# Crystal Red Shrimps Hatched using artificial Method



## waynet (Apr 22, 2010)

Hi:

It is amazing, my first attempt at hatching Crystal Red Shrimps artificially worked. 

On May 15, 2011, one of my berried CRS died. So I removed the eggs and built a hatchery. Put eggs in the hatchery that submerged two or three mm underwater. I did not have to take care of the eggs at all. Since the surface of the water is always moving, new water constantly washing the eggs. So no fungus produce at all.

material: 1 styrofoam cup, one 15cmx15cm mesh netting fabric (holes small enough so that the eggs won't drop through), some fishing line, a sewing needle.

On June 2, 2011, I looked at the hatchery and I can see little eyes. The eggs were not moving at all. 

On June 3, 2011, they all hatched and became little CRS. I was taken by surprise since they were in their egg form just one day ago.

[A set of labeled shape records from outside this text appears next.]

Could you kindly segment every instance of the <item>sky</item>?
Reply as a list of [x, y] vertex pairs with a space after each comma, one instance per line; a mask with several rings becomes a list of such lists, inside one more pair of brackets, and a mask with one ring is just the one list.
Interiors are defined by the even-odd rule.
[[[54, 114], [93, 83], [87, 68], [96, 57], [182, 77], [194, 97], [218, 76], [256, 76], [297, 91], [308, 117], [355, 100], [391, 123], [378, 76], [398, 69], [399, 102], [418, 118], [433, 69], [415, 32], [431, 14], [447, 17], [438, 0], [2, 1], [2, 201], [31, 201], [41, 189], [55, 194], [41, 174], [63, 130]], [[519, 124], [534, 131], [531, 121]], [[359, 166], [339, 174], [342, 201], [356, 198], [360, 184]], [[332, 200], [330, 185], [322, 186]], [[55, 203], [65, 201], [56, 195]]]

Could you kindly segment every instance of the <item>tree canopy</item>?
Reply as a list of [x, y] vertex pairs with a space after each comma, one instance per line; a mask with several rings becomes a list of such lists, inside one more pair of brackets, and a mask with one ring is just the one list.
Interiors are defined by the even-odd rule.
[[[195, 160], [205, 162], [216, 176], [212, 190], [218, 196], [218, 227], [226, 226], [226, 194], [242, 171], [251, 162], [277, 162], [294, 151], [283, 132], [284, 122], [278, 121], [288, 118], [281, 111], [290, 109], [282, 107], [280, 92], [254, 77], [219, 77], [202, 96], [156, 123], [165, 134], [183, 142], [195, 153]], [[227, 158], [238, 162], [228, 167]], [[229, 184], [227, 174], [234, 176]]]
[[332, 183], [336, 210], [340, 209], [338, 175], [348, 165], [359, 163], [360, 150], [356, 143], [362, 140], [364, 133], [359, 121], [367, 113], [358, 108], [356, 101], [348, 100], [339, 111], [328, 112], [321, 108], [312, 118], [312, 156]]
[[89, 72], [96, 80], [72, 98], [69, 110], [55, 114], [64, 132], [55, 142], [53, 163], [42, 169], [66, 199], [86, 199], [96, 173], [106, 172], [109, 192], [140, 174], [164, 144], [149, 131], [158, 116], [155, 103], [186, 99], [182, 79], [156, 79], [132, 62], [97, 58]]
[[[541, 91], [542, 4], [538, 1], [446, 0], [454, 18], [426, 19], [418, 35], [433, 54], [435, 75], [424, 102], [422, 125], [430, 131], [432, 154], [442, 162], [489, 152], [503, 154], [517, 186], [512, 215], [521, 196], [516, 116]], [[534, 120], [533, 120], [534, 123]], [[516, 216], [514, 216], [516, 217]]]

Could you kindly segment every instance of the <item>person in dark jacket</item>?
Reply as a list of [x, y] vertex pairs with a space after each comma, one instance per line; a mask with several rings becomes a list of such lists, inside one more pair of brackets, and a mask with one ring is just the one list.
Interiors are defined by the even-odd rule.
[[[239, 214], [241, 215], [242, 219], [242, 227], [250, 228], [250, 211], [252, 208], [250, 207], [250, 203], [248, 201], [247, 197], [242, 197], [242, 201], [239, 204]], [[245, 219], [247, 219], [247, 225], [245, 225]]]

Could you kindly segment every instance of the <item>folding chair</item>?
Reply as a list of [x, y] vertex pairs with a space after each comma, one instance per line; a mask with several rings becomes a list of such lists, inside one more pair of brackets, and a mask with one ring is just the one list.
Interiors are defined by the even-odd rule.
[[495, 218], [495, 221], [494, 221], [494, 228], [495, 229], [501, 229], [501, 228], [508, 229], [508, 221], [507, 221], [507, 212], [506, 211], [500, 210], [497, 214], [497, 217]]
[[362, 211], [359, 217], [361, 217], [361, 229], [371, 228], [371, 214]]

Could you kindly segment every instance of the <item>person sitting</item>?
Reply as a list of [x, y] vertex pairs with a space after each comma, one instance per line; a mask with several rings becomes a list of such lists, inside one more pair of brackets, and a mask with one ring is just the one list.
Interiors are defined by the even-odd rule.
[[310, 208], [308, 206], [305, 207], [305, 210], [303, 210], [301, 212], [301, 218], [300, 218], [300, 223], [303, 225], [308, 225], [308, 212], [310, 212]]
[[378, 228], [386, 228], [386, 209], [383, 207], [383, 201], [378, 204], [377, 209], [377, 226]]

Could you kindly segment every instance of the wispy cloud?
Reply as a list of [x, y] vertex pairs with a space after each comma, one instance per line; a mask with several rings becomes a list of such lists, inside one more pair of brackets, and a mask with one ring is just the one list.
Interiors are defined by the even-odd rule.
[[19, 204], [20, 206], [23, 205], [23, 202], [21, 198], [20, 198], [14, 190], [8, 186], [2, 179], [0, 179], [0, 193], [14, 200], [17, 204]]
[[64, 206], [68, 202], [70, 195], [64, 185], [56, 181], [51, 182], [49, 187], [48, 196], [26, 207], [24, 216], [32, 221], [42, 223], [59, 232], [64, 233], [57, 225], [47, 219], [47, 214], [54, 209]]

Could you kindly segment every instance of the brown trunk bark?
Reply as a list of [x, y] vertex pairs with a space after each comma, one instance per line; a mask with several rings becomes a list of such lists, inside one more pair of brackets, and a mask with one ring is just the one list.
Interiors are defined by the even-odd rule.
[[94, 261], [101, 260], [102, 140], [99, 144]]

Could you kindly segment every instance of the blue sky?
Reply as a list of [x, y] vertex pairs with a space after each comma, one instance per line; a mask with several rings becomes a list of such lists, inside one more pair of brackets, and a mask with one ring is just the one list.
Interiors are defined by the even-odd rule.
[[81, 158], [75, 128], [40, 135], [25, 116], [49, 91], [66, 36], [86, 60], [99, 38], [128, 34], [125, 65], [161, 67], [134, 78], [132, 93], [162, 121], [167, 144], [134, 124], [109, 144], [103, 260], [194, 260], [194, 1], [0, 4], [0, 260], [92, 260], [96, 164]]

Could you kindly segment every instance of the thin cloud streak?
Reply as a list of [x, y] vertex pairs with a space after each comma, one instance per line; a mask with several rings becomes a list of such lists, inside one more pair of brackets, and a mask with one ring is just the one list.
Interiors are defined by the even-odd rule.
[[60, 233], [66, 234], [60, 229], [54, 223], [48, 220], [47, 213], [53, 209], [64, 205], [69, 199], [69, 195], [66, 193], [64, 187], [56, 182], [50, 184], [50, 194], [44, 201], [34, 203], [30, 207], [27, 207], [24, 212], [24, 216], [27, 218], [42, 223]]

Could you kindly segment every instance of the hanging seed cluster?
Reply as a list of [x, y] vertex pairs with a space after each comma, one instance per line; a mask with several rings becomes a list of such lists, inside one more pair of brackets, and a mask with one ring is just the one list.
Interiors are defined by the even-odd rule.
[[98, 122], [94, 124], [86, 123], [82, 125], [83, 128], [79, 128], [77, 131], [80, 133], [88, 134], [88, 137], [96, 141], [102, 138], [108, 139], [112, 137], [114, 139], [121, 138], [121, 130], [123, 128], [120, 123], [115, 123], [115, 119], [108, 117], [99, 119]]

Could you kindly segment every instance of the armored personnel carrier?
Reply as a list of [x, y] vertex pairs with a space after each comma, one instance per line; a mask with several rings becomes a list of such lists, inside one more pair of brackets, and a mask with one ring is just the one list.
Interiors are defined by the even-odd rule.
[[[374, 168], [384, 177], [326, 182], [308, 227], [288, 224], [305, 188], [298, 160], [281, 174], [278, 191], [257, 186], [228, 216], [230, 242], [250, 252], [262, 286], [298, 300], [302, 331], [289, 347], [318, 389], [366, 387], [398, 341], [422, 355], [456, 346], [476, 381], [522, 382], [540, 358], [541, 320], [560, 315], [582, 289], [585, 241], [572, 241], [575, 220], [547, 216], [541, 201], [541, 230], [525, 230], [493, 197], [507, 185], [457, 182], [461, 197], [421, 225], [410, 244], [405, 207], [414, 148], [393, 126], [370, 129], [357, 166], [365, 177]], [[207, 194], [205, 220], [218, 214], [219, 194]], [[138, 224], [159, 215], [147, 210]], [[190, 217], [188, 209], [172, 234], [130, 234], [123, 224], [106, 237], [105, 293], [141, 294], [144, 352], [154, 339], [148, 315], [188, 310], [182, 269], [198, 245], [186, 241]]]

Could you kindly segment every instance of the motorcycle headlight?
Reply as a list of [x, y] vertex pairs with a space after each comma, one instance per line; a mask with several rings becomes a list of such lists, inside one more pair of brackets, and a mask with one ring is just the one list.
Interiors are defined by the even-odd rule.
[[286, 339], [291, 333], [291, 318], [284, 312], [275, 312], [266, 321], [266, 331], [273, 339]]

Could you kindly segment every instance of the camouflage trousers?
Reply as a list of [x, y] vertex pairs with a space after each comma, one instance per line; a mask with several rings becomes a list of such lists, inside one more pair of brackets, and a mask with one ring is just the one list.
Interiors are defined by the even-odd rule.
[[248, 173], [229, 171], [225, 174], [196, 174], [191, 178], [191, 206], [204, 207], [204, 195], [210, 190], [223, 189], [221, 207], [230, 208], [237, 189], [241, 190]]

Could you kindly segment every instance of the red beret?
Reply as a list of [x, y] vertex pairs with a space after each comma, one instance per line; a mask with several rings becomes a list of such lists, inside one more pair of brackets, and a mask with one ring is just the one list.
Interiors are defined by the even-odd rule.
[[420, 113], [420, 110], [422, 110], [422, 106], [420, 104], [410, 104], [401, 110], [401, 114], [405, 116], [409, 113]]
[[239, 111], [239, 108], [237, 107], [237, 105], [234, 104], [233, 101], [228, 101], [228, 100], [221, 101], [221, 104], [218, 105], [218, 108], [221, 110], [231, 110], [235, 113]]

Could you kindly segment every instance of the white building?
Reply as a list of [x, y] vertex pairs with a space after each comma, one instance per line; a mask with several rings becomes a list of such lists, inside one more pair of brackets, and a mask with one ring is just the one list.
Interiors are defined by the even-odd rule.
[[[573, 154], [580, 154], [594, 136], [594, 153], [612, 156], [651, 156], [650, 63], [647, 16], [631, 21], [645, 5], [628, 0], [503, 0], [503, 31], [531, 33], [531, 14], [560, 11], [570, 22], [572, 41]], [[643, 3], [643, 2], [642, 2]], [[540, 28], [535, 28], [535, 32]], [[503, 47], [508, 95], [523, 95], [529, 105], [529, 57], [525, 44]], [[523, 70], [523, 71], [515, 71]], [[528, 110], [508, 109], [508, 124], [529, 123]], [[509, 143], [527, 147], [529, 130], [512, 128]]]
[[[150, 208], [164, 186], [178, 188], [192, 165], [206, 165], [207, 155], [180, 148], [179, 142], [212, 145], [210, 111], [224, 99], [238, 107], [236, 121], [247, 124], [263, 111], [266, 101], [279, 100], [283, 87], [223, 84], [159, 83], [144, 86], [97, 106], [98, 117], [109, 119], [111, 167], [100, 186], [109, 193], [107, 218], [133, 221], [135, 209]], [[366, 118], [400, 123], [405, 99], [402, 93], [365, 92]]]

It is even more efficient than natural hatching. 

See pictures.

Thanks for watching.

Wayne.


----------



## effox (Apr 21, 2010)

Way to go man! That's awesome!


----------



## Diztrbd1 (Apr 21, 2010)

Thats great to Hear Wayne! Congrats!


----------



## waynet (Apr 22, 2010)

Hatching CRS eggs is easier than hatching fish eggs. The CRS eggs don't go fungus as easily.

I should try angelfish/German blue ram eggs the same way one day.


----------



## Diztrbd1 (Apr 21, 2010)

I think I may try it with my Rams next time I see eggs. Thanks for posting this.


----------



## waynet (Apr 22, 2010)

Let me know if it works.

I had GBR before. They always eat the eggs.



Diztrbd1 said:


> I think I may try it with my Rams next time I see eggs. Thanks for posting this.


----------